The Stanford report added some details, and Dr. Schuchter explained them to us. On the plus side:

The pathologists saw tumor-infiltrating lymphocytes in the melanoma, meaning that Robert’s immune system was trying to eliminate it.

They called the patterning of the lymphocytes “brisk,” which is good – it means there were a lot of them.
On the downside:

The tumor had a high mitotic rate – five dividing cancer cells in a square millimeter of tissue (5/mm2). That means it was growing and adds to the risk.
The most important factor, as we’ve known, is that this tumor was thick – 9.5mm. Any melanoma bigger than 4mm is considered high-risk, and the size alone is enough to mean that the patient has Stage II disease. Dr. Schuchter said the thickness and high mitotic rate present in Robert’s case “trump” the other factors, including our old friend NED (no evidence of disease, or the absence of any sign that the cancer spread beyond the top of his head).
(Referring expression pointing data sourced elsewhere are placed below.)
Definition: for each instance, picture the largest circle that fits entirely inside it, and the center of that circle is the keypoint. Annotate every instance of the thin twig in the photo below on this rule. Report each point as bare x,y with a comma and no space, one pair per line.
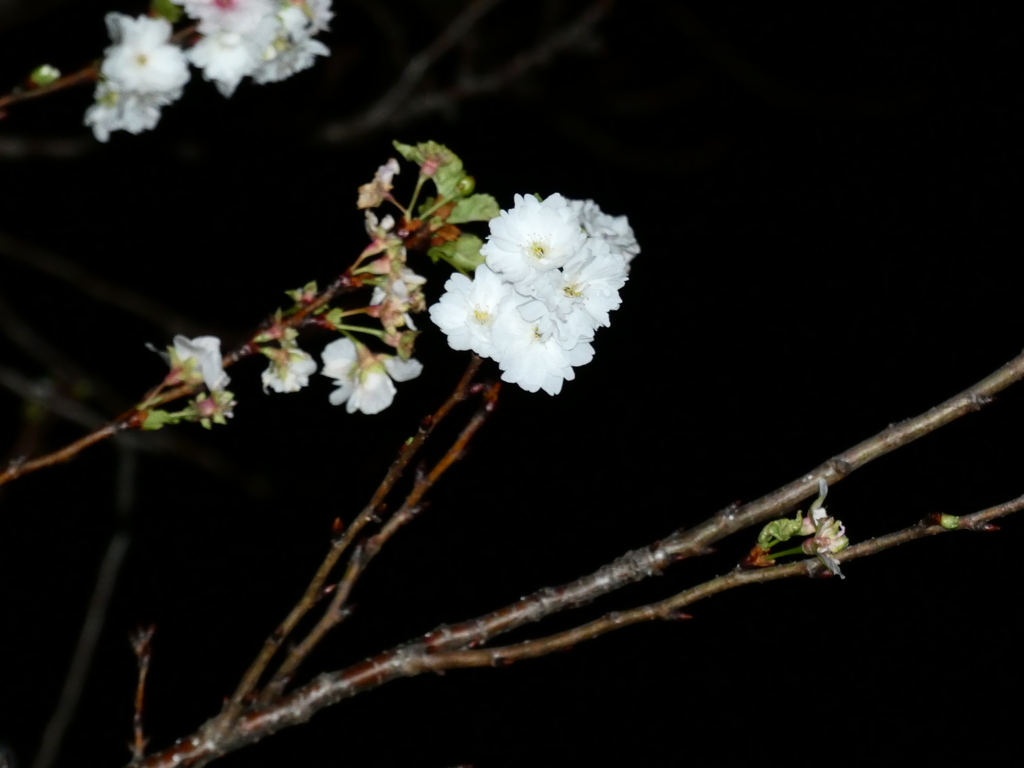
342,541
140,640
133,419
671,607
361,557
86,75
383,110
416,657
The worry is that this big, deep, mitotically active tumor may have given off some micrometastases before it was excised. We have no way of knowing whether it did.
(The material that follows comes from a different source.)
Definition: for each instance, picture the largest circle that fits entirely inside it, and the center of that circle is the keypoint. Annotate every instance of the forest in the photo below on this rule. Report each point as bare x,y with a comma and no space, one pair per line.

Dr. Schuchter said many people with Stage II disease and melanomas this big choose the “watch and wait” option. For at least the first year or two they have skin examinations with a Wood’s lamp every three months and PET/CT scans every six months to a year to find any evidence of metastatic disease as early as possible. The biggest risk of recurrence is in the first three years, so the stretch between observations lengthens after that. After five years the examination frequency drops to annually.
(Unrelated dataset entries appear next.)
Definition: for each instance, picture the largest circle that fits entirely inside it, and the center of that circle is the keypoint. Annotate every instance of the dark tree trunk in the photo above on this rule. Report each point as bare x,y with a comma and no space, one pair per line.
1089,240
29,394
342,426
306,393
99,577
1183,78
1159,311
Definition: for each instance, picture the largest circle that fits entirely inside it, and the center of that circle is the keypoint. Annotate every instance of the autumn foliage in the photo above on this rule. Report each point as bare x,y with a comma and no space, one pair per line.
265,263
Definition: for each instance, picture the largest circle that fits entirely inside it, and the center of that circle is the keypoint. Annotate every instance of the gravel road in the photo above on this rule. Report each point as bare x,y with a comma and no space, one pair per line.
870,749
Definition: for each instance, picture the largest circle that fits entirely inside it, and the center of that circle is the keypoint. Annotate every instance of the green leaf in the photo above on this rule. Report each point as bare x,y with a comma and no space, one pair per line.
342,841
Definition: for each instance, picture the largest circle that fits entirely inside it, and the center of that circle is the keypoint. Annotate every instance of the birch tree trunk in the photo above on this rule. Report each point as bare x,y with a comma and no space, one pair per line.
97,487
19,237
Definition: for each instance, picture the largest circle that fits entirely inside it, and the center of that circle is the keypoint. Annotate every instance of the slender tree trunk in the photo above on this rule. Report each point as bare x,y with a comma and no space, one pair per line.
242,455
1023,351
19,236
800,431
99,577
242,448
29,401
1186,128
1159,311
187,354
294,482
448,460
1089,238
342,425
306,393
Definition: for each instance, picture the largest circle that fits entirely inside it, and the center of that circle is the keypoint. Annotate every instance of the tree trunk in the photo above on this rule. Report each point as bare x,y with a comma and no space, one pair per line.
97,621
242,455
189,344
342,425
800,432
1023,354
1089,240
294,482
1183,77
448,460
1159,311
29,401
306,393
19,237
For those who want to be more proactive, there are only a few options at Stage II. The chemotherapy agents now available, most notably forms of interferon, have not improved the outcomes enough to outweigh their nasty potential side effects. A promising new drug, ipilimumab, is not yet approved for Stage II, and while its side effects are not as bad as those seen with interferon, they are can be severe.
Researchers have been working on different types of cancer vaccines for a number of years. One is the GVAX vaccine being used in the trial at Johns Hopkins that we have been talking with Dr. Sharfman about (see Another perspective on the vaccine trials, 7/24/2012). Another ongoing trial, at the University of Virginia, is testing a melanoma peptide vaccine.
Dr. Schuchter said she prefers a vaccine trial for someone with Stage II melanoma rather than ipilimumab because of ipi’s side effects. She will find out whether the peptide vaccine trial includes Stage II melanoma patients, and if so, we will give that option full consideration.
Meanwhile, Robert is on the list to be screened for the Hopkins trial. Dr. Sharfman said it would be a few weeks before they are ready to begin, as they enter new subjects into the trial one-at-a-time. We’ll update you here when there’s more to say.